With categories like the above:

(1) How would you filter in an agnostic way? I can stream video inside of a TCP/443 tunnel, I can send VoIP there too... how do you know what it is? Match off of source IP? I can get crafty and distribute my content through a CDN -- do you block the CDN? Do you require them to register each application with you?

(2) What would prevent a provider from coming up with a way to bypass their own filters in a way that follows the "letter of the law" but not the intent? If a "hostile" application was circumventing things by tunneling or hiding their traffic the "quality team" would catch them and block it.

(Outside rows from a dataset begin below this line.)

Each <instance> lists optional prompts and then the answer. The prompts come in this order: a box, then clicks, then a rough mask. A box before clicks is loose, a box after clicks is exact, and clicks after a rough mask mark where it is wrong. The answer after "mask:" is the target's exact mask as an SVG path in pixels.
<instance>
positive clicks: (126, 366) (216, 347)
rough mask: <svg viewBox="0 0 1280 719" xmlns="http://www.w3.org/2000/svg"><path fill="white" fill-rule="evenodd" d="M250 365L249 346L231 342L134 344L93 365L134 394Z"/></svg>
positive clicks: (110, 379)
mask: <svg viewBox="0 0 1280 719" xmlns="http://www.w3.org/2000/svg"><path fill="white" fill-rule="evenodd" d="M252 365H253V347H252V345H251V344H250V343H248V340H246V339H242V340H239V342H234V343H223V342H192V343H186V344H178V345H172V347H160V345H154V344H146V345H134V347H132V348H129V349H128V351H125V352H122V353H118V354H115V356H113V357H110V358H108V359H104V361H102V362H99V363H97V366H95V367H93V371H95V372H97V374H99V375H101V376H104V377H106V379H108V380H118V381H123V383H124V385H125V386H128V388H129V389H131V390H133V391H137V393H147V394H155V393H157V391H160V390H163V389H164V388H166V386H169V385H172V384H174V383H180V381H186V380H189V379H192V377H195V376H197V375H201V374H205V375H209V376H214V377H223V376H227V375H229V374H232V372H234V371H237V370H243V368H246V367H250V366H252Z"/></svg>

If a friendly application did the same the "quality team" can just claim "they don't have the ability or measures in place to detect application B".

It sounds good in theory but in practice any ability to classify traffic will create a non-agnostic system once the business people spending the capital call their legal teams for advise.


For me, one of your points seems to be on the money:

"Do you require them to register each application with you?"

For quite a while, Governments have wanted to accurately classify and throttle traffic / consumption for certain services. For example, in Canada, we're not allowed to watch U.S. streaming video feeds other than U.S. video advertising. There are of course stronger international examples, but in the U.S. it may seem attractive to build a registration system on top of anything built for the web so that it could be shaped, monitored and shut down.


Rather than legislate the current providers into a revenue box you compete with them. Collectively form your own cable company in a high-revenue market, and force the cable companies to innovate to protect their margins. As a collective you have the votes to compete in the political arena.

Forming "collectives" providing desired services for a large group is the origin of the farmer's collectives that ran grain silos at collectively acceptable prices. The same needs created the "populist" movements of Teddy Roosevelt and the Grange (http://www.u-s-history.com/pages/h854.html).

Farmers started as fiercely independent freeholders who were being charged usurious transport fees in the late 19th Century. They eventually took collective action against the railroad barons (http://mshistory.k12.ms.us/articles/163/farmers-the-populist...).

The similarities with highly individualistic entprepreneurs is striking. The modern railroad barons are the accesss providers. The farms are web sites in server "farms" throughout the world and the content must be delivered to the (mostly) urban centers world wide.

The troubles between farmers and railroads is recurring in Asia now (http://online.wsj.com/article/SB1000142405274870338900457530...).

The problem of course is regulatory capture (https://secure.wikimedia.org/wikipedia/en/wiki/Regulatory_ca...). The answer to this is, I noted above, "populist" movements are popular and can drive policy by petitioning the government. Should that not work then voting to change the government has worked in the past.

tl;dr - as was done in the 19th centry, form collectives to get product from the "farms" to the consumer.